Setting HTML options towards ease of usage #270

jerinphilip · 2021-11-30T18:10:02Z

So, there are two options for alignment which HTML is dependent on - the first which decides if a (Marian) model is alignment capable or not decided at model-construction, the second which decides if Response - a bergamot primitive should deal with alignments or not effects of which appear at runtime on a translate call.

It is safe to assume Mozilla always will need models capable of HTML translation (a few plain-text without HTML=false options).
What alignment: soft serves is the purpose of a switch to save some computation on the construction of Alignments. This in Marian is managed by the configuration. Currently, firefox through bindings also manages this through configuration.
a. Are there clients who would like to retain an alignment: none setting? Perhaps translateLocally? If not we might default to this always being true and incur any additional computation costs (Updated configuration for html text translation to work in wasm test page #269 (comment)).
We can read the configuration at runtime at the translate(...) call and check if it is capable of providing alignments. This can be used in throwing an error or abort, essentially telling the client "you tried to translate HTML without giving me alignments". We cannot write (set/unset, because we also support a multithreaded setting and the model config is shared among multiple translation requests).
@jelmervdl can have HTML pipeline cry if no alignments. Currently, it provides an illusion that things work if no alignment matrix, we should consider this a bug, given we have something superior to length-based tag transfer which @kpu originally requested.
ResponseOptions is a plain-old-datatype that makes things easy for bindings(?). We can change it to a class with constraints on construction (HTML => alignment true always).
We can at call time edit ResponseOptions.alignment = true if ResponseOptions.HTML = true as we get it with the translation-request. There will be some duplication for a few upcoming PRs, but this is OK.
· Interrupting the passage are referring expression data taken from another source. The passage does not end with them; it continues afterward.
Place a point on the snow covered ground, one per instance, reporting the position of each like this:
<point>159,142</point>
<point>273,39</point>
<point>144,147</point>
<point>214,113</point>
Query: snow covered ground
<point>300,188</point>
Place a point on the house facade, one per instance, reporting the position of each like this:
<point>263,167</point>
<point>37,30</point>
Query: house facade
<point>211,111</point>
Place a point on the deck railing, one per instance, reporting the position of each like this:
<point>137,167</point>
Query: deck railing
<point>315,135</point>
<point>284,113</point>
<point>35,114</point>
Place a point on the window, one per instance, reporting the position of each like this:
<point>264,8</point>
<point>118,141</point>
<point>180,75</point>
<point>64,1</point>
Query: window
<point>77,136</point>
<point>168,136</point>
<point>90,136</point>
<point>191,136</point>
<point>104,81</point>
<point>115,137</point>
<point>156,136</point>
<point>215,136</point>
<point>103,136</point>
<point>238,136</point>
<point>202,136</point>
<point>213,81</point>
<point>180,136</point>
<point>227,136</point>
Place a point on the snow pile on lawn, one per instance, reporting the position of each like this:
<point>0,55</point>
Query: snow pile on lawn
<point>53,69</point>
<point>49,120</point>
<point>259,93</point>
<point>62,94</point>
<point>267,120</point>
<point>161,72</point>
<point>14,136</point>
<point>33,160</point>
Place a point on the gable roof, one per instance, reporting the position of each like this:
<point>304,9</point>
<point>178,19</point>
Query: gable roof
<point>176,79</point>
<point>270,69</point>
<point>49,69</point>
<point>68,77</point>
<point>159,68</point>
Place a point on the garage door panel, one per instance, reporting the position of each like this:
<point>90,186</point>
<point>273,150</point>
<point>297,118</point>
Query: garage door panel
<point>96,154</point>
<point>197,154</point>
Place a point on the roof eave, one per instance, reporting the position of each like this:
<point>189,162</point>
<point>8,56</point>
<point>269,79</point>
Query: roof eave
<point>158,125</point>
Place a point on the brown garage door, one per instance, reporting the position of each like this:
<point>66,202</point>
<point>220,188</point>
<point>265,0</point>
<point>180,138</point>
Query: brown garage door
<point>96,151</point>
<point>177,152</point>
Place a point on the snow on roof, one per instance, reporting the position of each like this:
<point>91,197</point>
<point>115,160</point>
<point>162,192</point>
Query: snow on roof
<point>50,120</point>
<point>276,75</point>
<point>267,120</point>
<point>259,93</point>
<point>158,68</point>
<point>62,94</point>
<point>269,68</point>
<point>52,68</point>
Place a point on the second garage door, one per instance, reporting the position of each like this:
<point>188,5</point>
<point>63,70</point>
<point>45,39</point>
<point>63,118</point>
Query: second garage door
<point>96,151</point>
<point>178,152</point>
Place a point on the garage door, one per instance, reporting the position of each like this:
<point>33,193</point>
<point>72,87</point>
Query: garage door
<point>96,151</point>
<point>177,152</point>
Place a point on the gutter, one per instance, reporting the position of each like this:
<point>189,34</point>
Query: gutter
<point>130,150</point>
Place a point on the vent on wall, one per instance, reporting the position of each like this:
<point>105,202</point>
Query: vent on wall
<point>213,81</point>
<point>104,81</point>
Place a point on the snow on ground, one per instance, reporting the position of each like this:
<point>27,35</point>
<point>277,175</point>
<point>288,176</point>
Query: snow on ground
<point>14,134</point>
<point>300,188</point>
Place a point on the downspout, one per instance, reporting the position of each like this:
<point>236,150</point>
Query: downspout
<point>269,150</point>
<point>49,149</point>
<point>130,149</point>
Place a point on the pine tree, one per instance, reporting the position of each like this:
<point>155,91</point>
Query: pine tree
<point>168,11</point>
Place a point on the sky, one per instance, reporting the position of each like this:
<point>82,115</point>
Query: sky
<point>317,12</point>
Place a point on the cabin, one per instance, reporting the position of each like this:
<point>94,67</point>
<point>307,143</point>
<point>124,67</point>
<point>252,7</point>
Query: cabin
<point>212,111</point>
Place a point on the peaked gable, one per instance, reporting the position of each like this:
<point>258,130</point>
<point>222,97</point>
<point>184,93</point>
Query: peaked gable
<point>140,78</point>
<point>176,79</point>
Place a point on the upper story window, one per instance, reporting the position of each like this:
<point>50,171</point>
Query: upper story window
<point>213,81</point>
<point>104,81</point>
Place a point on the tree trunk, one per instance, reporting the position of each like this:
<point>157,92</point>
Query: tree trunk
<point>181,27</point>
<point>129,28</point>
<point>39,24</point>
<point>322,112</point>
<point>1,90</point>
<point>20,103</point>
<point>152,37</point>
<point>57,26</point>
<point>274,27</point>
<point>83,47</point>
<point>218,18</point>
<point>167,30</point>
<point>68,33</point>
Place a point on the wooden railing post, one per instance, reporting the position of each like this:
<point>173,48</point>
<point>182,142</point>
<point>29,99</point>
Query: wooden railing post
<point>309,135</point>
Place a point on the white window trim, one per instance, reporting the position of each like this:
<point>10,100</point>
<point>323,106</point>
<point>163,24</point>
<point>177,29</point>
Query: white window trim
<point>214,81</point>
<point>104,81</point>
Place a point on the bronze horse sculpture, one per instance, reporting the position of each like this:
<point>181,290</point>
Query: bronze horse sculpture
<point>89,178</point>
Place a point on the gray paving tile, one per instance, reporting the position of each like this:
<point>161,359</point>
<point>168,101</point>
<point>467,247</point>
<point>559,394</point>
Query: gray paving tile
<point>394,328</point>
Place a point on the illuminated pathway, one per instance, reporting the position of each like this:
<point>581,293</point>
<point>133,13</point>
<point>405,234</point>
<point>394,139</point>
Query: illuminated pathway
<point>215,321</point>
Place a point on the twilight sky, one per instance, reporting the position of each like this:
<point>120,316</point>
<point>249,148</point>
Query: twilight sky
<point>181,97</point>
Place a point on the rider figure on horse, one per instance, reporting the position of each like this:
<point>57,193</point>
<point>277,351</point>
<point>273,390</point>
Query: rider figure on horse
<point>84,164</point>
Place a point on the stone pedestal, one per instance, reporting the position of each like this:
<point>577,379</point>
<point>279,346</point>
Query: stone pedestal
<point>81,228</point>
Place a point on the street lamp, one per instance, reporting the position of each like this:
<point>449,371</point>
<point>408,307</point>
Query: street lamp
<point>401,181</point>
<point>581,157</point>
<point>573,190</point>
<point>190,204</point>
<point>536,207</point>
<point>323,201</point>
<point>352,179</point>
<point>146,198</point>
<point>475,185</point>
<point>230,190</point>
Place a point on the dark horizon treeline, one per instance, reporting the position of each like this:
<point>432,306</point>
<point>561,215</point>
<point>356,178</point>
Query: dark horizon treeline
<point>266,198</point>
6 seems to be the easiest from a Mozilla UX point of view, w.r.t not bothering about a parameter named alignment when all they want is HTML translation.

2a will improve the at model construction UX.

Requesting stakeholders to comment, offer any alternate suggestions.

The text was updated successfully, but these errors were encountered:

jerinphilip · 2021-11-30T18:51:01Z

There is also a very specific solution for 2a. The string-based constructor is only used by WebAssembly. We can keep a function that always sets the return from parseOptionsFromString to have alignment: soft.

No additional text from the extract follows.